Nadie antes que Wagner hizo campear la acción dramática en más propicio ambiente musical. En este sentido fue más que un extraordinario artista: podemos afirmar que fue un vidente. Y ese don se manifiesta más potente que nunca cuando su espíritu, elevado a sonoros espacios infinitos, despierta en el nuestro altísimas aspiraciones. Tal es el valor de algunas páginas de Lohengrin y de muchas —las más significativas— de Parsifal: ese claro testamento de fe —de redentora fe cristiana— que Wagner ya en los confines de su vida, y cediendo a un latente y puro impulso de su desordenada conciencia, quiso oponer a lamentables pretéritos alardes, que no fueron acaso —como suele ocurrir— más que un medio de excusar la ausencia de responsabilidad que a veces denunciaba su humano proceder. Y aquel acto de fe no sólo se revela en la emoción profunda que emana de la música con que exaltó las escenas sagradas de su obra y cuantas directamente les atañen, sino, del mismo modo, en el amor y reverencia que acusan los textos religiosos del poema: textos y escenas tantas veces inspirados en la misma liturgia católica.

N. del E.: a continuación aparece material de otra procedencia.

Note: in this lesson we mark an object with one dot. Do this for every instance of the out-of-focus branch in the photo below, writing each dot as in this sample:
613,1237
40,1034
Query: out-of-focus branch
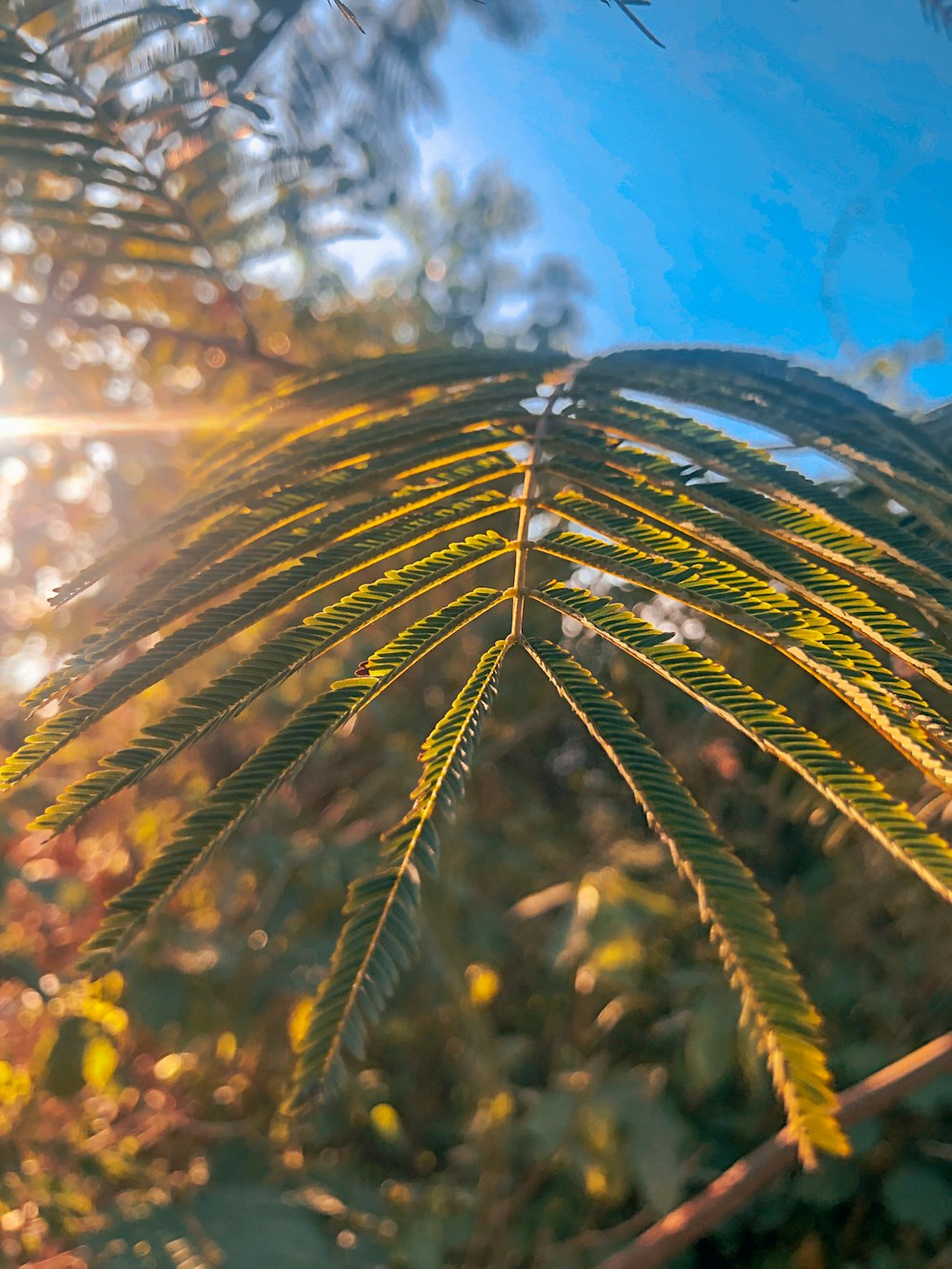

Por eso me parece indudable que esta obra, a pesar de ciertos extraños conceptos que amenguan el carácter religioso de su dramatismo, y de la voluntaria descomposición tonal que tantas veces la perturba, cuenta, por su intensa y serena expresión mística, entre las más sublimes manifestaciones que debemos al arte de todos los tiempos.

Con estas notas he querido, a mi manera, rendir homenaje al genio y al arte de Wagner en el cincuentenario de su muerte. Algo o mucho hubo en mis palabras que pudiera chocar con mi propósito; pero entiendo (como ya pensó Quevedo) que no basta sentir cuanto se dice: hay también que decir lo que se siente.

MANUEL DE FALLA

Revista Cruz y Raya nº 6. Madrid, 15 de septiembre de 1933.

 

 (*) TONALIDAD: Pienso que podríamos definirla de este modo: Forma melódica (serie de sonidos sucesivos conjuntos o disjuntos) que, basada en una escala acústica, integra un concepto musical. A esta misma forma o tonalidad inicial se han de someter las nuevas que, por medio de alteraciones modulantes, o por la transposición de aquélla a uno o más grados de elevación o descenso, integran igualmente toda composición sonora.